Saturday , May 8 2021

Tongo’s ‘Eua prepares to bring Sport to Life!

Following the arrival of the 6-12-Year Just Play Programme in October 2020, the island of ‘Eua in Tonga is ready to implement the next stage of programme thanks to the recent delivery of a two-day training course.

Fifteen volunteers attended the Sport to Life training for the 13-18-Year Just Play Programme, held at Mata’aho Community Hall and conducted by Tonga Just Play Master Instructor, Lafaele Moala.

The Sport 2 Life component focuses on coaches and guiding them to facilitate positive outcomes by helping players to develop the skills to make consistent, long-term, healthy lifestyle choices on and off the field of play.

Mosa’ati Ma’u, President of ‘Eua Football Association, praised the programme and its impact during his opening remarks.

“We are extremely grateful for the Just Play Programme and the contribution it has made towards the football player pathway. I’m sure that this is a continuation of the Just Play 6-12 programme here on the island and the volunteers will get to familiarise themselves with the sport to life skills.”

Just Play was originally introduced to ‘Eua through the Ministry of Education with the Just Play 6-12-Year Health and WASH component delivered in six Government Primary Schools in late-2020.

With support from the Tonga Just Play donors, the programme is being expanded to include the Just Play 13-18-year Sport to Life programme.

A former Tonga international who has switched into coach-mode in recent years, Moala understands the requirements needed to transition into the leadership role.

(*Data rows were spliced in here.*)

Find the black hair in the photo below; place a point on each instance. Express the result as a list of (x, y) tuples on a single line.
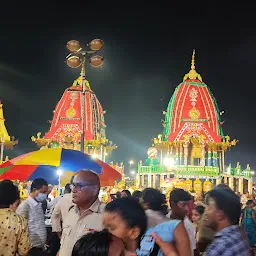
[(131, 212), (38, 184), (9, 193), (228, 202), (137, 195), (118, 194), (153, 198), (249, 202), (200, 209), (127, 192), (67, 188), (222, 186), (93, 244), (178, 195)]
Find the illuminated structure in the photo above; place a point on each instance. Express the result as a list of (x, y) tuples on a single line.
[(5, 140), (78, 120), (193, 144)]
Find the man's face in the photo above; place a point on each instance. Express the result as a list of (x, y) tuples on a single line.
[(43, 190), (83, 189), (181, 208), (123, 194), (210, 216), (116, 225)]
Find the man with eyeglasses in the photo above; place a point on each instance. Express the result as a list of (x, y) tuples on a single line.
[(86, 215)]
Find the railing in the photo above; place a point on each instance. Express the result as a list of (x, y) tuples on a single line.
[(192, 170)]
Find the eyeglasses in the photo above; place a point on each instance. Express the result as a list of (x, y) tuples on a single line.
[(79, 186)]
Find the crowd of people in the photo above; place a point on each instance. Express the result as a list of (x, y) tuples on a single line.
[(77, 223)]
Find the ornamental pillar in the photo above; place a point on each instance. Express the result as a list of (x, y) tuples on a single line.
[(138, 180), (161, 180), (143, 180), (218, 181), (209, 157), (149, 181), (250, 184), (231, 182), (154, 181), (181, 155), (241, 186), (185, 154), (202, 160)]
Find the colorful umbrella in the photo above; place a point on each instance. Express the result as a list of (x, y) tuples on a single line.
[(65, 159), (21, 169), (108, 176)]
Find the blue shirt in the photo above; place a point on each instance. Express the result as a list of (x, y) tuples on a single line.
[(229, 242), (164, 230)]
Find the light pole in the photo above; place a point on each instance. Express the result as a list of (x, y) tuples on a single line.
[(78, 57), (59, 173)]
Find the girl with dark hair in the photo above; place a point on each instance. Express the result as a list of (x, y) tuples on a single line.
[(249, 222), (153, 202), (98, 244), (197, 215), (14, 236)]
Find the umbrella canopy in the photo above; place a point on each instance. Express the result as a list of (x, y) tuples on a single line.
[(23, 170), (65, 159)]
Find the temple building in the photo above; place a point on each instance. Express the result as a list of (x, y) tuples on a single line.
[(192, 146), (66, 125), (6, 141)]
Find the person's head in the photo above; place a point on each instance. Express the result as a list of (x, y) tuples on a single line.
[(100, 243), (223, 209), (67, 189), (9, 194), (250, 204), (50, 189), (222, 186), (39, 190), (179, 202), (137, 194), (152, 199), (118, 194), (126, 193), (126, 219), (85, 187), (197, 213)]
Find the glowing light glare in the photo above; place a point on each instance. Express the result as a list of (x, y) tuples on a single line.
[(169, 162), (94, 156), (59, 172)]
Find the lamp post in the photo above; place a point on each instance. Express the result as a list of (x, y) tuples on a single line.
[(79, 57), (59, 173), (131, 163)]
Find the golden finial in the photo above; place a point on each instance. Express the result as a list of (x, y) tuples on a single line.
[(192, 73), (193, 67)]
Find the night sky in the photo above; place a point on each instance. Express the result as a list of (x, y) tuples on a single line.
[(147, 52)]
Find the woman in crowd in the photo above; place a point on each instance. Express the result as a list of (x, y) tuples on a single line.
[(248, 222), (14, 236), (154, 205), (197, 214)]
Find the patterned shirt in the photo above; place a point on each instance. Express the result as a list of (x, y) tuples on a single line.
[(229, 241), (14, 237), (33, 212), (76, 225)]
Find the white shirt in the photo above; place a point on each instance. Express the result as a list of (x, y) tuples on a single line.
[(33, 212), (190, 230), (191, 233)]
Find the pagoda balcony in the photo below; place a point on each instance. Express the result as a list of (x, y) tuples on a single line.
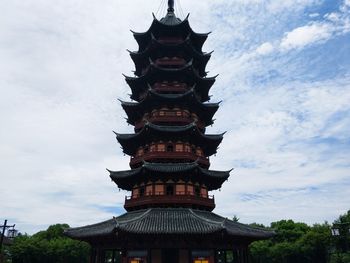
[(159, 156), (170, 87), (170, 62), (178, 199), (170, 40), (169, 118)]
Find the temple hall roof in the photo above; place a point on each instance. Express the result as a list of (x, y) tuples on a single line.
[(168, 221)]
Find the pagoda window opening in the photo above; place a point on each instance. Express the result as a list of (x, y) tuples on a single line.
[(161, 147), (179, 147), (112, 256), (197, 190), (170, 148), (149, 189), (141, 191), (193, 149), (170, 189)]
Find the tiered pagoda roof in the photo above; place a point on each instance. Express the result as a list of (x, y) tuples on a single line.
[(169, 171), (185, 74), (150, 133), (154, 100)]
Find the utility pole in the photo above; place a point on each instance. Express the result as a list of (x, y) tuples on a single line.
[(4, 227)]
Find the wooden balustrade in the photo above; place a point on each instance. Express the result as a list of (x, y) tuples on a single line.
[(170, 87), (176, 200), (170, 61), (166, 156), (170, 40)]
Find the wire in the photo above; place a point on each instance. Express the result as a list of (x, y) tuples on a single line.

“To ensure that volunteers gain confidence, we allow them to run one of the 16 sessions with their respective skills, they are able to adapt or change the sessions according to the theme, and using football as a tool,” he said.

In order to ensure the learning journey is accessible even in Tonga’s less populated communities, Moale and the Just Play team adapt the content they deliver to the local context, including running their courses in the local language.

Feedback from one of the participants said the group identified the importance of Sport to Life for “everyone, not only for the players but for the volunteers and we can also apply the learning to our everyday norms”.

Representing the ‘Eua football community, Ma’u concluded the training with a message acknowledging the guidance the Just Play Programme and Tonga Football Association have provided in assisting volunteers to understand the importance of the social messages and skills of Sport to Life.

“We learn healthy messages in Just Play 6-12 Health and WASH, also we learn eight high-impact attributes and six Sport to Life skills in Just Play Sport to life Skills 13 – 18 programmes. I have witnessed the key factors that affect our youth today as discussed during the course such as drugs, smoking, drinking alcohol and domestic violence. Included in the six Sport to Life skills, Look and Listen is vital for the awareness of safety and safeguarding in our society,” Ma’u said.

“I wish the volunteers, when they go out to their communities, try to apply every little thing they learned from the two-day training so that their children will grow up and become good citizens.”

The Just Play Programme is implemented by the OFC Social Responsibility department alongside key partners the Australian Government, New Zealand Government, UEFA Foundation for Children, Football Australia and UNICEF.